Le modèle économique actuel de l'Adie est de se financer à hauteur d'un tiers par l'autofinancement. Cela s'explique par le fait que l'obsession de l'Adie est de remplir la mission pour laquelle elle a été créée, c'est-à-dire d'avoir un impact sur les populations précarisées. Avec une recherche de rentabilité, cet objectif ne pourrait plus être atteint, du fait de la diminution des moyens, de la nécessité de prêter à des bénéficiaires qui sortent de la population cible.

Cependant, la législation française autorise le modèle de banque non-associative exclusivement dédiée à la microfinance, comme le montre l'exemple de Créa-Sol.

Il a également été envisagé à un moment de créer deux structures à partir de l'Adie, avec une partie financière et une exclusivement dédiée à l'accompagnement, mais celle-ci a été abandonnée.

3. Quels sont selon vous les principales particularités françaises qui affectent l'activité de microfinance sur le territoire ?

Notre activité s'inscrit au sein de toutes les politiques de l'emploi et politiques sociales (minimas sociaux, cumul des minimas sociaux et du revenu d'activité...), et le modèle français dans ce contexte est très particulier. Par exemple :

l La Complémentaire santé solidaire (ancienne CMU et ACS), qui aide les revenus modestes à payer leurs dépenses de santé

l La possibilité de conserver une partie de l'assurance chômage quand on crée son entreprise, ou de demander à recevoir une partie en avance pour pouvoir lancer celle-ci

Cela fait partie du plaidoyer de l'Adie : elle ne fonctionne pas toute seule, son activité s'inscrit au sein d'un écosystème, et de ce fait elle participe aux politiques publiques de l'emploi et de l'insertion.

4.

127

Cherchez-vous constamment à améliorer vos offres et à les adapter à vos bénéficiaires ? De quelle manière ?

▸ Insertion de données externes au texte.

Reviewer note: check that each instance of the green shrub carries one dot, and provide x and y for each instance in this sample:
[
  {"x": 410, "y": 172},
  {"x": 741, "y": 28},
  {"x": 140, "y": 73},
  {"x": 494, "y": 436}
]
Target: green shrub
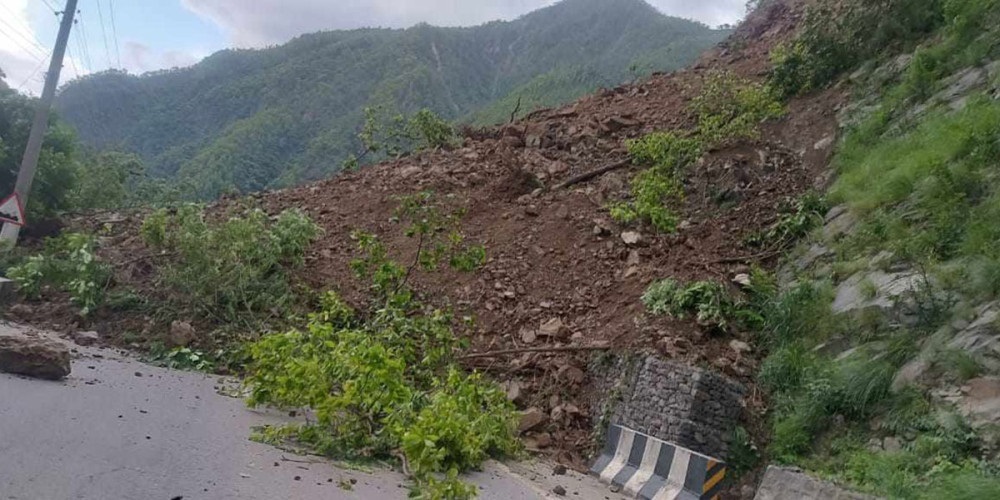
[
  {"x": 234, "y": 270},
  {"x": 709, "y": 301},
  {"x": 795, "y": 220},
  {"x": 69, "y": 263},
  {"x": 391, "y": 136},
  {"x": 838, "y": 35},
  {"x": 730, "y": 108},
  {"x": 383, "y": 384},
  {"x": 659, "y": 187}
]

Oui bien sûr, et nous avons une Direction du Développement et de l'offre de service qui y est dédiée. Nous travaillons en permanence avec les conseillers et avec les entrepreneurs accompagnés, et nous développons de nouveaux produits en permanence.

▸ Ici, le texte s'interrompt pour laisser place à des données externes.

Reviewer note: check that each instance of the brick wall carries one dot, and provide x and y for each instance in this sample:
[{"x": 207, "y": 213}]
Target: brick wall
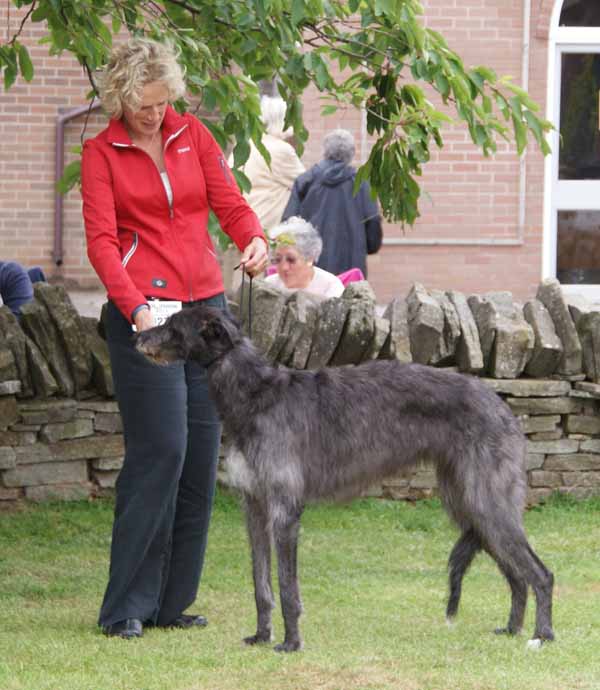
[{"x": 465, "y": 196}]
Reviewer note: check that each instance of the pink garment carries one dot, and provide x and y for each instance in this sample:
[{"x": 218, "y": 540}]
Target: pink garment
[{"x": 349, "y": 276}]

Un exemple de nouvel outil financier récent : nous avons obtenu un décret d'expérimentation (décret qui demande une expérimentation de 4 ans avant d'étendre ou de revenir sur la décision) pour prêter plus de 12 000 € en Outre Mer, qui est la limite sur tout le territoire, et passer à 15 000 €. Du fait des différences de richesses, les moyens nécessaires sont plus importants en Outre Mer. Le code monétaire et financier s'applique uniformément sur tout le territoire, et nous devons avoir recours à des décrets pour mettre en place des particularités régionales. Cela dit, la possibilité de faire des textes différenciés entre les territoires est en train d'apparaître.

Un exemple de nouvelle offre extra-financière récente : nous améliorons constamment les formations des entrepreneurs, et nous faisons l'expérimentation d'une mutuelle santé en partenariat avec un grand assureur pour ceux qui n'ont pas accès à la Complémentaire santé solidaire.

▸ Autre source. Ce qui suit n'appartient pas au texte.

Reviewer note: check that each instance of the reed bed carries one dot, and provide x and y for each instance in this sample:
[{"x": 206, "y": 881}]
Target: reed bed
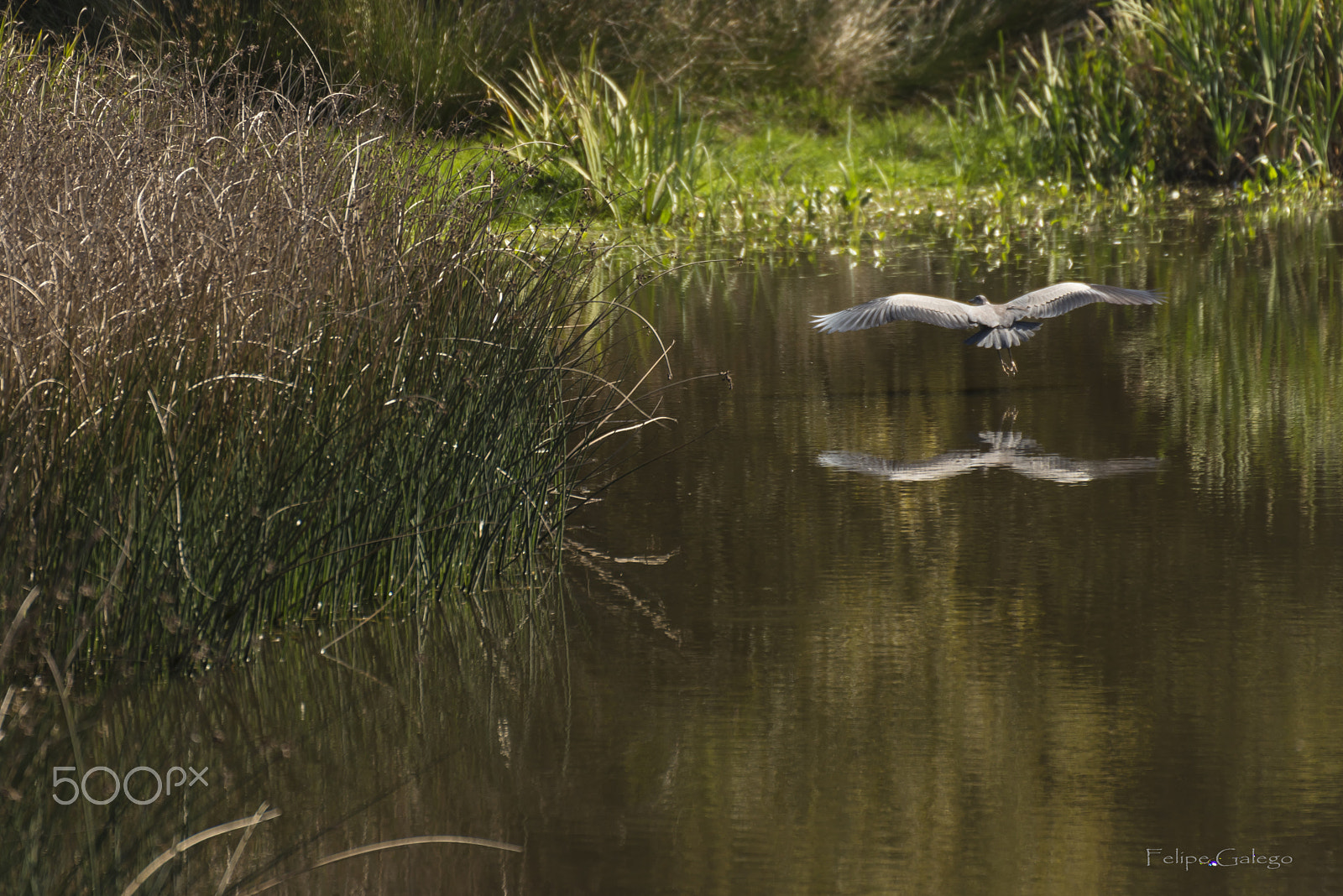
[
  {"x": 268, "y": 361},
  {"x": 1208, "y": 90}
]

De manière factuelle, nous recueillons les avis des entrepreneurs accompagnés par le biais de questionnaires de satisfaction en ligne et de «focus group», qui sont des réunions avec expression des besoins et test de nos propositions.

Nous nous appuyons également beaucoup sur l'expérience indirecte des conseillers.

5. Quel regard portez-vous sur les autres pays ? Est-ce une source d'inspiration ? Quelles sont vos relations avec les acteurs de la microfinance à l'étranger ?

En Europe, nous siégeons au conseil d'administration de certaines IMF, et nous intervenons dans le monde dans le cadre de l'Adie internationale (missions de conseil et d'assistance technique).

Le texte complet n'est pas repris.